Metal-on-metal bearings are being increasingly used in young patients. The potential adverse effects of systemic metal ion elevation are the subject of ongoing investigation. The purpose of this study was to investigate whether cobalt and chromium ions cross the placenta of pregnant women with a metal-on-metal hip resurfacing and reach the developing fetus. Whole blood levels were estimated using high-resolution inductively-coupled plasma mass spectrometry.
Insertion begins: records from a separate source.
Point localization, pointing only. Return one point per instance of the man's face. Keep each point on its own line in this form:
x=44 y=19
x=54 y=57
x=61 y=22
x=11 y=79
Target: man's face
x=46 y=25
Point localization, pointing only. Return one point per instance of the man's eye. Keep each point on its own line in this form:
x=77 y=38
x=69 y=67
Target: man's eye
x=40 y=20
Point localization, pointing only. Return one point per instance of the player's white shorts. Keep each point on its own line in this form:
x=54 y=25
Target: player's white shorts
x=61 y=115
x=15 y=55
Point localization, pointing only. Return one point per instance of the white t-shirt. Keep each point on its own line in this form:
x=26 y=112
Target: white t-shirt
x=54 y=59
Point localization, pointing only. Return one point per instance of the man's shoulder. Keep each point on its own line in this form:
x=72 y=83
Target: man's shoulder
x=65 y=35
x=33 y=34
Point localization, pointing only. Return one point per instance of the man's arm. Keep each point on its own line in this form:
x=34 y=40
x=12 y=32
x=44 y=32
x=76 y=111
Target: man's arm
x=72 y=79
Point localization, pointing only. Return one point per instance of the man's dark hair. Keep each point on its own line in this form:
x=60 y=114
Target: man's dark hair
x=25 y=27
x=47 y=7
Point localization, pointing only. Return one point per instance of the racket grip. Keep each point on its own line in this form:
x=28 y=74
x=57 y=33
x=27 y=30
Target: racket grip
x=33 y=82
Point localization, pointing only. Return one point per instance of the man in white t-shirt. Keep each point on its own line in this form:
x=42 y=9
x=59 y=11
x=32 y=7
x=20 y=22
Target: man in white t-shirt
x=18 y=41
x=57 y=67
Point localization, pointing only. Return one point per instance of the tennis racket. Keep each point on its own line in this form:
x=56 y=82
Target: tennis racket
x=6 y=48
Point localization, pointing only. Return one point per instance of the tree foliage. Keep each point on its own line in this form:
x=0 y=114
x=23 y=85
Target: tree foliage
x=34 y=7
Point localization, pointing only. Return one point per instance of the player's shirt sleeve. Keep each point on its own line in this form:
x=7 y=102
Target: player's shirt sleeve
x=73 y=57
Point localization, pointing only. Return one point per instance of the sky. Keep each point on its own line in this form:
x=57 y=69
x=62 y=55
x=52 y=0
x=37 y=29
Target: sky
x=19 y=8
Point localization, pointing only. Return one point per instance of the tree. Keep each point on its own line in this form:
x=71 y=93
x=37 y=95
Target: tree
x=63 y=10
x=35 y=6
Our findings showed that cobalt and chromium are able to cross the placenta in the study patients with metal-on-metal hip resurfacings and in control subjects without any metal implants. In the study group the mean concentrations of cobalt and chromium in the maternal blood were 1.39 μg/l (0.55 to 2.55) and 1.28 μg/l (0.52 to 2.39), respectively. The mean umbilical cord blood concentrations of cobalt and chromium were comparatively lower, at 0.839 μg/l (0.42 to 1.75) and 0.378 μg/l (0.14 to 1.03), respectively, and this difference was significant with respect to chromium (p < 0.05).
In the control group, the mean concentrations of cobalt and chromium in the maternal blood were 0.341 μg/l (0.18 to 0.54) and 0.199 μg/l (0.12 to 0.33), and in the umbilical cord blood they were 0.336 μg/l (0.17 to 0.5) and 0.194 μg/l (0.11 to 0.56), respectively. The differences between the maternal and umbilical cord blood levels in the controls were marginal, and not statistically significant (p > 0.05). The mean cord blood level of cobalt in the study patients was significantly greater than that in the control group (p < 0.01). Although the mean umbilical cord blood chromium level was nearly twice as high in the study patients (0.378 μg/l) as in the controls (0.1934 μg/l), this difference was not statistically significant. (p > 0.05)
The transplacental transfer rate was in excess of 95% in the controls for both metals, but only 29% for chromium and 60% for cobalt in study patients, suggesting that the placenta exerts a modulatory effect on the rate of metal ion transfer.